The voices of labor advocates and industrial workers are palpable: these cuts have taken OSHA away from its founding commitments, and there is a deep sense of uncertainty and discomfort about how far-reaching these impacts could be. In a letter authored by Rep. Landsman (D-OH, terminated NIOSH workers urge the administration to reverse this decision, stating that “the work of these employees and contractors plays a critical role in worker safety and has enormous economic impacts in communities across the country” and warning of the incalculable effects of the decision. Similarly, 27 labor unions sent a letter to congress warning that the cuts “will take working conditions back centuries, when chronic occupational diseases and fatalities skyrocketed with no government agency to help identify causes and research interventions.” 
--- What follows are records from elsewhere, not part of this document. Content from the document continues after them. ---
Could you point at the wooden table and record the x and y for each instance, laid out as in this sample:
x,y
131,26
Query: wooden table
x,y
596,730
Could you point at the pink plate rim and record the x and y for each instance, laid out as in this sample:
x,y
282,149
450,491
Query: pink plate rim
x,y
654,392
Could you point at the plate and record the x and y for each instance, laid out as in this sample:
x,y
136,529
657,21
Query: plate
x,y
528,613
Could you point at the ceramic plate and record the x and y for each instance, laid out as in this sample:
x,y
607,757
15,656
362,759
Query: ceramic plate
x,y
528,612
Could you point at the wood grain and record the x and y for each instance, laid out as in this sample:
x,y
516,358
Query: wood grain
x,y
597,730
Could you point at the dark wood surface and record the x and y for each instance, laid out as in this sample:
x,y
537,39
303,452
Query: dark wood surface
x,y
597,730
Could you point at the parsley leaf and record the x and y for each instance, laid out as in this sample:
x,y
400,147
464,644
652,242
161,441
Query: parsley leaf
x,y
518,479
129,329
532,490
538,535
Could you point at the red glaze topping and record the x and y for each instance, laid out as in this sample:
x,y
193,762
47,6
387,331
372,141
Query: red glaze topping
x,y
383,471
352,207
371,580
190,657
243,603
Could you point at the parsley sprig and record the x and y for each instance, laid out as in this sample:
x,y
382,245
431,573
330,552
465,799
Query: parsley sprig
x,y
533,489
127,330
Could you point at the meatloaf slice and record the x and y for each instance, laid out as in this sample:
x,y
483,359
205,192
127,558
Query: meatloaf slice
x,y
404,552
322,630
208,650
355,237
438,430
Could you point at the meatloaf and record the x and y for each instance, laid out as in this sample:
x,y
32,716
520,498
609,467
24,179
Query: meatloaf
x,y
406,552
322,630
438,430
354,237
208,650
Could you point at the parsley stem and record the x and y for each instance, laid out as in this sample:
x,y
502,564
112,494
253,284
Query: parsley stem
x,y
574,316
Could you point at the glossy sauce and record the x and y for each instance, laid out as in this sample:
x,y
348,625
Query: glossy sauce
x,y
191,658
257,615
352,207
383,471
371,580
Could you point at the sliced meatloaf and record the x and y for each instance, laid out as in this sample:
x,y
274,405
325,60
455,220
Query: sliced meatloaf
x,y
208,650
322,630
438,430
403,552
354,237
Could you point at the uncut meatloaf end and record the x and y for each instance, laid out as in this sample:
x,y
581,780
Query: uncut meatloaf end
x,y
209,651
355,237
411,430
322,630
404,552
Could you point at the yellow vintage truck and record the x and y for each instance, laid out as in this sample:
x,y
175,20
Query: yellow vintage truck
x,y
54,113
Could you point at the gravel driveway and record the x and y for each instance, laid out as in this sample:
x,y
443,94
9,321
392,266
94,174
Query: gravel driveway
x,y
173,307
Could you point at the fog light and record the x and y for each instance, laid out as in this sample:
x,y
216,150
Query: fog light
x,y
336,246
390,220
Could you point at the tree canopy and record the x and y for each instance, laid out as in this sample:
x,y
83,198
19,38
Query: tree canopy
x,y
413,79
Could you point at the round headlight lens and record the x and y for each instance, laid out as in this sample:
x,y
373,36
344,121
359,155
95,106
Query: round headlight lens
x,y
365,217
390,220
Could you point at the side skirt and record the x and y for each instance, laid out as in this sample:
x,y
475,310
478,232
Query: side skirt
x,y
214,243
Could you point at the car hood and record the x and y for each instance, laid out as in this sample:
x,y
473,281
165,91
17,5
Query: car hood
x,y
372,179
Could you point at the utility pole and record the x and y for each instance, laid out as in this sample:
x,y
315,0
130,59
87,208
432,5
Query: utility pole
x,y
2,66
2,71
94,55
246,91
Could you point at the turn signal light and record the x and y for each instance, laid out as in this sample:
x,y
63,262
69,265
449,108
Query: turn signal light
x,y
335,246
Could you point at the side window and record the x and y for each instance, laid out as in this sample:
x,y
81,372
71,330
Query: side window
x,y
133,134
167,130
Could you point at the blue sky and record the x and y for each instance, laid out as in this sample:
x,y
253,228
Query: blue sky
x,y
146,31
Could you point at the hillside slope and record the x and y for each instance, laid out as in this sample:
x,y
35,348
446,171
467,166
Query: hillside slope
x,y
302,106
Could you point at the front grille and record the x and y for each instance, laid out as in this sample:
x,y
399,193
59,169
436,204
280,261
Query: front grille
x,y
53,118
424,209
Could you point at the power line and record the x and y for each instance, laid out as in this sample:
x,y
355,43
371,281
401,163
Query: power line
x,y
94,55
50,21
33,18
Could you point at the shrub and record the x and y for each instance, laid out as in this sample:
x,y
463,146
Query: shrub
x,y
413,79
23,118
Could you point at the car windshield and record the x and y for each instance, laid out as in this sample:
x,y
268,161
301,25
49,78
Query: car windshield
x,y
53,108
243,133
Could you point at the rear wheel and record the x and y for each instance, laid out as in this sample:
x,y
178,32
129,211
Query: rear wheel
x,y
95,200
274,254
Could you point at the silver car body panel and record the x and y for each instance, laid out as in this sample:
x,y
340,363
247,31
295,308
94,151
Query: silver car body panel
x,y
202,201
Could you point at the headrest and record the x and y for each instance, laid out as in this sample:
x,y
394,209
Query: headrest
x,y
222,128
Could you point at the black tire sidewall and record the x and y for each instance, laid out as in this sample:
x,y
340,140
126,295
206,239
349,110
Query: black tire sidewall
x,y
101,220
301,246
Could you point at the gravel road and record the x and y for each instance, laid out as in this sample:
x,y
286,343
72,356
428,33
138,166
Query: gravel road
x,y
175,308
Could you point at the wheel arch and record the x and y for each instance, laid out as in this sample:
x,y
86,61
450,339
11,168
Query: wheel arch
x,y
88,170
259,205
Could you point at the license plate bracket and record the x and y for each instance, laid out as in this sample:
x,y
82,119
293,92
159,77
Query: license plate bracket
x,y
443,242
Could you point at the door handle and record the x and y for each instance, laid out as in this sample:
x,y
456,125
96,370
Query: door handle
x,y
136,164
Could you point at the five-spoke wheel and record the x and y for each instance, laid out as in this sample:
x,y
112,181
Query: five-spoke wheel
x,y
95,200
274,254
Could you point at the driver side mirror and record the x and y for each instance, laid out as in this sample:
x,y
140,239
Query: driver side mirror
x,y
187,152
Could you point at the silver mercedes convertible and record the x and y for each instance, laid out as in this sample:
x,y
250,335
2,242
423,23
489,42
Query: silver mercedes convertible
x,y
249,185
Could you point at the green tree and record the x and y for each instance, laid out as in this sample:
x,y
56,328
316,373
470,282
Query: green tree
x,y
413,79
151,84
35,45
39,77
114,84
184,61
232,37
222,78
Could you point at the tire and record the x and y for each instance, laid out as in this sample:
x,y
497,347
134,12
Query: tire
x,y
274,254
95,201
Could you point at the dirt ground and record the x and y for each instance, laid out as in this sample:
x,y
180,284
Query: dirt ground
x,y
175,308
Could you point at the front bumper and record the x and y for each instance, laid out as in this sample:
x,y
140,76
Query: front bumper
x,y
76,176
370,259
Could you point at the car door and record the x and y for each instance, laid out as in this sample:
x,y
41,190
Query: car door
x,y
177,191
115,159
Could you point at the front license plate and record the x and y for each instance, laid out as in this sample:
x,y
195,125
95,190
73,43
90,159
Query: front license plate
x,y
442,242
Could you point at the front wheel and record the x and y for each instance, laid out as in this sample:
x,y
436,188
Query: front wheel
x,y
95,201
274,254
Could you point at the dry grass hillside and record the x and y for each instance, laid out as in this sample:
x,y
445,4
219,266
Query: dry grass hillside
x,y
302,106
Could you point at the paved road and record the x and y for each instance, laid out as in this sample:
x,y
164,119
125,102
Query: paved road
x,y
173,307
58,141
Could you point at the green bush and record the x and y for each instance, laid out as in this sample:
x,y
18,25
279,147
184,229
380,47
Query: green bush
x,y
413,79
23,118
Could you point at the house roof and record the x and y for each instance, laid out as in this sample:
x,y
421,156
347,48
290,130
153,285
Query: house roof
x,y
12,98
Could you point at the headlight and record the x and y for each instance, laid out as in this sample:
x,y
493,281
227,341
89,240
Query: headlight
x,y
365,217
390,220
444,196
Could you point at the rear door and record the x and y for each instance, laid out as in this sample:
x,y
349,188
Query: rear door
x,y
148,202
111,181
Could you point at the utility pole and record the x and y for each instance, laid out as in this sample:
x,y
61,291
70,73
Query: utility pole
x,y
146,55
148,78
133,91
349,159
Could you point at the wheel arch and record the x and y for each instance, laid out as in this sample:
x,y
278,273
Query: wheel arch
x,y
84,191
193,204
Without NIOSH contributions, OSHA’s workplace safety enforcement will suffer by way of: 

1. Reduced enforcement of safety standards, given that NIOSH identifies emerging hazards and threats to workplace safety. 

2. Overall weaker labor law enforcement and less data to support the progression of workplace safety standards due to OSHA’s inability to introduce protective measures based on new scientific research from NIOSH.  

3. Less compliance from employers in the face of reduced guidance and education on best worker safety practices, which may also affect the accessibility of safety information for workers. 

4. An overall higher level of regulatory uncertainty for employers in compliance with standards. 

One of the many expected detrimental impacts is the delay or potential elimination of a proposed heat standards rule introduced by OSHA last August, following years of NIOSH research and worker advocacy. The implementation of this standard would potentially protect an estimated 36 million workers from heat-related injury. This is just one example of the harm that millions of people may face. 

As the Trump Administration’s attacks escalate a growing national workers’ rights crisis, states must act to shore up their own worker health and safety protections and Congress must heed the calls of unions, affected workers, and advocates in restoring NIOSH and OSHA capacities.